「企業文化を醸成する」
おはようございます。福井の社会保険労務士 北出慎吾です。先日の皆既月食。ご覧になりましたか?私もスタッフと事務所の窓から眺めながら、「もう少しで、月が消える!」と話しながら完全月食になった時には、「お~っ!」と歓声を上げておりました。何百年かに一度の自然現象は人生にはほぼ影響がないのかもしれませんが、見ないと損した気分になりますね。ww
アメリカのSNS企業で大幅な人員整理が始まっています。先日のTwitter社の7,500人の従業員のうち、約半分の3,700人に解雇通知を行ったことに始まり、FacebookやInstagramを運営するメタ社も全社員の約13%に当たる11,000人超を解雇すると発表しました。アメリカの解雇やレイオフ(一時解雇)は、珍しくありませんが、人員削減の背景には、コロナ禍で大幅に設備投資や人員確保をしたものの広告収入が伸び悩み、両社とも去年1年間の業績の不振の結果による決断です。解雇者には退職金を支払い、その日以降、システムにアクセスできない措置をとるなどアメリカらしい対応ですが、アメリカと日本は解雇の要件が大きく違います。
日本の解雇は、労働契約法16条に「解雇は、客観的に合理的な理由を欠き、社会通念上相当であると認められない場合は、その権利を濫用したものとして、無効となる。
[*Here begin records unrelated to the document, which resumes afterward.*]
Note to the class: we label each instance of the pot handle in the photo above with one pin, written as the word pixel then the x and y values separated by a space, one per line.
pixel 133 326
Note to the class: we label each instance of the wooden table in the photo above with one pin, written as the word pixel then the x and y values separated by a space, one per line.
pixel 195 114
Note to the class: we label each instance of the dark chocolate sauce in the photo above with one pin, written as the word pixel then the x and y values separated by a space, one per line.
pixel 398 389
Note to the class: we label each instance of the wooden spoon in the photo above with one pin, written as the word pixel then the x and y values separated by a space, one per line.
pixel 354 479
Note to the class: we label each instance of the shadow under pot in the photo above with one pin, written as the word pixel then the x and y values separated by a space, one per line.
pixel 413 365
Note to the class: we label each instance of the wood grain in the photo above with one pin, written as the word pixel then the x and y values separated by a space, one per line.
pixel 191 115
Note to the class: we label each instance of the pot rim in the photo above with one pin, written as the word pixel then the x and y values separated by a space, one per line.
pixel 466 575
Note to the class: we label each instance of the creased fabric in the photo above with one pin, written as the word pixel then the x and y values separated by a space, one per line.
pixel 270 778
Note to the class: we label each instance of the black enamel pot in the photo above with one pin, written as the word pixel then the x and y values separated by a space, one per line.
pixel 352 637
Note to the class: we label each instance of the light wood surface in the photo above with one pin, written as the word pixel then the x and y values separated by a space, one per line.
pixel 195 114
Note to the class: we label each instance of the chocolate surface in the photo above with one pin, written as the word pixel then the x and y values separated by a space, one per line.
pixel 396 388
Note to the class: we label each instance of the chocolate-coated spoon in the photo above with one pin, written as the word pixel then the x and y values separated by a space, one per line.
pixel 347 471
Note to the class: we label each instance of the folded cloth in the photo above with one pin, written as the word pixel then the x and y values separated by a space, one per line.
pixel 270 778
」と定められています。
また、日本で経営不振などにより大規模な解雇等を行うには、裁判例で「整理解雇」と呼ばれる4つの要件をクリアする必要があります。
【整理解雇4要件】
1.人員整理の必要性倒産寸前に追い込まれているなど、整理解雇をしなければならないほどの経営上の必要性が客観的に認められること。
2.解雇回避努力義務の履行配置転換、出向、希望退職の募集、賃金の引き下げその他、整理解雇を回避するために、企業としての努力を尽くしたこと。
3.被解雇者選定の合理性勤続年数や年齢など解雇の対象者を選定する基準が合理的で、かつ、基準に沿った運用が行われていること。
4.解雇手続きの妥当性整理解雇の必要性やその時期、方法、規模、人選の基準などについて、労働者側と十分に協議をし、納得を得るための努力を尽くしていること。
判例を見ると、そこまでしなければいけないの?という状況もありますので、日本での整理解雇については特に厳しく見られるので、注意が必要です。SNS業界の構図も大きく変わる今回の人員整理。解雇について、今後も注目していきます。解雇のご相談は今も昔も変わらずありますが、解雇するためには、客観的理由をどう説明するかが重要なので記録に残すなどの対応は必須です。
最近はオンラインでの相談も増えていますので、ぜひこちらから。
https://kkr-group.com/inquirys
福井の社会保険労務士
北出経営労務事務所/シナジー経営株式会社
【編集後記】
ネットニュースで織田信長も見ていたかもしれない皆既月食と流れていたので、上手いこと言うなあと感心した今回の皆既月食と惑星食が同時に起こる天体ショー。見られてよかった。